SINGAPORE - Gaming company Razer is hoping to introduce a digital banking business overseas, even as it awaits the outcome of its application for a digital full bank licence in Singapore.
The firm is exploring countries in South-east Asia and other emerging markets, such as India and Latin America, to grow its fintech business, said Razer Fintech chief executive Lee Li Meng.
It already has an e-payment system, Razer Pay, which is available in Singapore and Malaysia.
Mr Lee, who is also Razer's chief strategy officer, said in a media briefing on Wednesday (Aug 26) that the firm is well poised to grow a digital banking business as it is familiar with the strict regional regulations surrounding the digital payments business.
He noted that some regulators are also leaning towards more "bank-like regulations".
"So we are already prepared from that perspective to put the right processes in place so that if we get the digital banking licence, we should be able to pivot very quickly from just being a digital payments business to running a digital banking platform."
Headquartered in Singapore and Irvine, California, Razer has business interests in gaming hardware, software and services, as well as virtual gaming credits and fintech.
The company's update on Wednesday came as it announced its earnings for the first half of the year.

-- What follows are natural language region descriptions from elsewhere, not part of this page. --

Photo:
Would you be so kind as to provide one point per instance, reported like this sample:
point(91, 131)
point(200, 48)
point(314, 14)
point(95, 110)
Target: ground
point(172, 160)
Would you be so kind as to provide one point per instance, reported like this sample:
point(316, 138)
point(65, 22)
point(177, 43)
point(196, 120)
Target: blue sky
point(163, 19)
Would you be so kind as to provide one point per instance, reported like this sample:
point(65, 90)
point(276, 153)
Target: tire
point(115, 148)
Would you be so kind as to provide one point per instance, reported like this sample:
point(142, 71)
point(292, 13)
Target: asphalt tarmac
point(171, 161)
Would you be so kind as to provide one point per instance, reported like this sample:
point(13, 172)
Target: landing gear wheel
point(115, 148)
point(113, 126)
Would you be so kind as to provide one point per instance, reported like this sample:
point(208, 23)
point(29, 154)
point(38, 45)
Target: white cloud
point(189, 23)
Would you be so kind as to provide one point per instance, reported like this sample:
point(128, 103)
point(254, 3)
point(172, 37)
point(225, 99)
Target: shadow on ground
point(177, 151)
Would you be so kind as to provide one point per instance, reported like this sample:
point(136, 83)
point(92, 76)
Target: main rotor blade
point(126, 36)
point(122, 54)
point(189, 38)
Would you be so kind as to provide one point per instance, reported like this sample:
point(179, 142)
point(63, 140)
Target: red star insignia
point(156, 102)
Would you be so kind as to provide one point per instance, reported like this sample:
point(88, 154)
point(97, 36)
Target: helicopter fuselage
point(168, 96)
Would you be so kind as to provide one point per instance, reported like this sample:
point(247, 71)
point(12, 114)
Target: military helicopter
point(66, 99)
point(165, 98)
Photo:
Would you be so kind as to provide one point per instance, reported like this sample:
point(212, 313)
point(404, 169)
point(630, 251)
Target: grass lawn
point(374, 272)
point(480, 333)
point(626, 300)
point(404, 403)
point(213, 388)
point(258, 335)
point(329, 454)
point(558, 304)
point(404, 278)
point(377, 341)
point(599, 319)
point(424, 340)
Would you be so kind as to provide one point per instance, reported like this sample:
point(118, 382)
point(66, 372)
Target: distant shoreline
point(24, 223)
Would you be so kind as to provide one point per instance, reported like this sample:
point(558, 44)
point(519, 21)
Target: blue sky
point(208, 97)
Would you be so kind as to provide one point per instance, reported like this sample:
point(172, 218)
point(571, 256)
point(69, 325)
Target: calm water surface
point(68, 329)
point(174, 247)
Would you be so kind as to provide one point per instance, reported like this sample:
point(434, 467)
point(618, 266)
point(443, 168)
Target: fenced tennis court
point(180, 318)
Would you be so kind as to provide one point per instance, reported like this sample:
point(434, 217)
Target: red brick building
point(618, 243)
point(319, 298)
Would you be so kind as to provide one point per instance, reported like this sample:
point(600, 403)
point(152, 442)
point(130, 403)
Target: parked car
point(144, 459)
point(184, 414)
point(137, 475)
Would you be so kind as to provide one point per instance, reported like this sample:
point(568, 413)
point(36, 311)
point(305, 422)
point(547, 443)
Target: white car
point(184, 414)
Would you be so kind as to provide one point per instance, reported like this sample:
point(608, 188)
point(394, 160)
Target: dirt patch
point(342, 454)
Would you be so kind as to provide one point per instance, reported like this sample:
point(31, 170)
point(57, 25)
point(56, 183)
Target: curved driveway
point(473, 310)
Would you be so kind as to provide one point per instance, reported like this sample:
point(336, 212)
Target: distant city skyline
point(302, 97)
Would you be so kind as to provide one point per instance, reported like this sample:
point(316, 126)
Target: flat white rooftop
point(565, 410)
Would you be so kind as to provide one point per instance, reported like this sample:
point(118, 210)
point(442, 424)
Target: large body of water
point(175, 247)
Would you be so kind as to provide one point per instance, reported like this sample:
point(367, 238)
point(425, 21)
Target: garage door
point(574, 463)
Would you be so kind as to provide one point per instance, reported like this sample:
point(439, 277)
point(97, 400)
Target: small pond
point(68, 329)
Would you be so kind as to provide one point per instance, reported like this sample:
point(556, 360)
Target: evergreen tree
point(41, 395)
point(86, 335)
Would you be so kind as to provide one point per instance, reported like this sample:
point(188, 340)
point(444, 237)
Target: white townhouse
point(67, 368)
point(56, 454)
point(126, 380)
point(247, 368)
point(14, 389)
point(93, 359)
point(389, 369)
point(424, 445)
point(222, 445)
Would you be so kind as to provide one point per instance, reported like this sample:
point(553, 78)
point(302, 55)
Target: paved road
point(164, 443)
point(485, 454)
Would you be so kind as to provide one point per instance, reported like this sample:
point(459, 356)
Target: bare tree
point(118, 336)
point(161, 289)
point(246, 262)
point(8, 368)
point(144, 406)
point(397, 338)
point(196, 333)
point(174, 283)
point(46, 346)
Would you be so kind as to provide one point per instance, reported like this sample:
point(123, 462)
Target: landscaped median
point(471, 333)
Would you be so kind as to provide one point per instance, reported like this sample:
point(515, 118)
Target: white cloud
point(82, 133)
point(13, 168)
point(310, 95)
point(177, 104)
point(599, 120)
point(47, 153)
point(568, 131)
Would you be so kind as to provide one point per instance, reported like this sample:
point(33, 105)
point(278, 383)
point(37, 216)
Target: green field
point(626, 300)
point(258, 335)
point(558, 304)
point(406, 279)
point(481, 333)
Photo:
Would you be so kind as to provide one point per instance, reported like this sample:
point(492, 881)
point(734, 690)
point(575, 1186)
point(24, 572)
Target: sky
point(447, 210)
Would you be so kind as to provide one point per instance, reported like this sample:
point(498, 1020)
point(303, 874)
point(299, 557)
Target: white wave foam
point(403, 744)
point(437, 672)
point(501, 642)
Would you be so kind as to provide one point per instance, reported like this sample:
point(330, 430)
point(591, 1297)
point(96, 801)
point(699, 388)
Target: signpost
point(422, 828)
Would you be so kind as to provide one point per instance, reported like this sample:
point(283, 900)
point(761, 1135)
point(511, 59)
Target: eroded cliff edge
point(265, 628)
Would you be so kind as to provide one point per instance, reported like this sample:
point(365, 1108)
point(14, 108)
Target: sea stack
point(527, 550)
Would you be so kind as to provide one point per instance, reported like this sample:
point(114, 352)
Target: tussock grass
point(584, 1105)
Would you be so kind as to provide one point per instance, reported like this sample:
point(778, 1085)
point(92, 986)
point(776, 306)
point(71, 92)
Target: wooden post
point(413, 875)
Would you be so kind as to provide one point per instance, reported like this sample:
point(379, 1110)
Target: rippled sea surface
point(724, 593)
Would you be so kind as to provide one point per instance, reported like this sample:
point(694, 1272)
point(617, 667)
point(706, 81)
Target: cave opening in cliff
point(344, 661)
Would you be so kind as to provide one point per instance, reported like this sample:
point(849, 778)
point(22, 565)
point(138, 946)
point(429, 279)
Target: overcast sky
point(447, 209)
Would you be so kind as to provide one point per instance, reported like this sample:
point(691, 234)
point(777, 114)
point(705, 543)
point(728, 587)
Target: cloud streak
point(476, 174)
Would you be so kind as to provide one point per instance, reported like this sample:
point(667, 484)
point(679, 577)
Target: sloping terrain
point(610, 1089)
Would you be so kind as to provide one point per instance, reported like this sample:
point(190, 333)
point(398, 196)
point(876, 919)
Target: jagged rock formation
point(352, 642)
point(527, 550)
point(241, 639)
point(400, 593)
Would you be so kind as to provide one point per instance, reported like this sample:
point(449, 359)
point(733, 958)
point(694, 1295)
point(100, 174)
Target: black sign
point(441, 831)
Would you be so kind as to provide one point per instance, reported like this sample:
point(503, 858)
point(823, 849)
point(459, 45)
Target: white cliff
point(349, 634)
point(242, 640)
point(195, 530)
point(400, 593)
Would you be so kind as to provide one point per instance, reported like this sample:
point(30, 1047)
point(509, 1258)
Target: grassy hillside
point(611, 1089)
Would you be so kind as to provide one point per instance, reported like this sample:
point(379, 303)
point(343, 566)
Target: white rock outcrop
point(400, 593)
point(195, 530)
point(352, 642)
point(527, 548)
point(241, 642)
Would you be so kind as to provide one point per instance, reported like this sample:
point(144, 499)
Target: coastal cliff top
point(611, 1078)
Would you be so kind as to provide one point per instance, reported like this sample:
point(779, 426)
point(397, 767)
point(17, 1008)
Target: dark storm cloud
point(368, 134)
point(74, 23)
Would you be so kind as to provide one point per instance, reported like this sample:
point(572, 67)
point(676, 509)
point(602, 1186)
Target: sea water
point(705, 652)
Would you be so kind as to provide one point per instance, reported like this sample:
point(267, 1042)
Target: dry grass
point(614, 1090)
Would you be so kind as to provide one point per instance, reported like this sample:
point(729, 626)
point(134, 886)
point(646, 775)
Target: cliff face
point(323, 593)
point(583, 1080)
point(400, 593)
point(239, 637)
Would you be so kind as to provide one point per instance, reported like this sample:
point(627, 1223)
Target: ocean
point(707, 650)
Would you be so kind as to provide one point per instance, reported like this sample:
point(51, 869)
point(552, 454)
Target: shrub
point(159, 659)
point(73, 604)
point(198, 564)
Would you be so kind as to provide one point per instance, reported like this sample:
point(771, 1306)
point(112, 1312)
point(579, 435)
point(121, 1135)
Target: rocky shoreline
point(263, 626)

The Hong Kong-listed company posted a net loss of US$17.7 million ($24.2 million) in the first half of the year, a 62.9 per cent improvement from a net loss of US$47.7 million in the same period last year.
Revenue was up 25.3 per cent, from US$357.2 million to a record US$447.5 million, buoyed by higher earnings from its hardware, software and services businesses.
Elaborating on Razer's fintech plans, Mr Lee said that even if the firm gets the digital full-bank licence in Singapore, it will continue to look abroad for other opportunities as the country's banking sector is highly competitive.
"We have demonstrated to MAS (the Monetary Authority of Singapore) that we will invest and commit to growing the pie here but to also represent Singapore and grow a next-generation bank out of the country," he said.
Referring to traditional banks, he added: "They have taken decades to grow a business just in South-east Asia, but with a digital bank, being more nimble, we want to build a global business and leverage on the Razer Inc side of things as they grow alongside (the fintech business)."
Razer's endeavour into the banking sector is through a consortium that includes Sheng Siong Holdings, technology company LinkSure Global, automotive marketplace Carro, insurance services firm FWD and Insignia Ventures Partners. Razer will own 60 per cent of the consortium.
In June last year, MAS announced it would issue up to two digital full bank (DFB) licences and three digital wholesale bank (DWB) licences, a move aimed at opening up the banking industry to new competition.
It attracted strong interest from a diverse group of applicants including e-commerce firms, technology and telecommunications companies, fintechs (such as crowdfunding platforms and payment services providers) and financial institutions.
In June this year, the authority said that 14 of the 21 digital bank applications had met the eligibility criteria required and will progress to the next stage of assessment.
MAS said results will be announced later this year.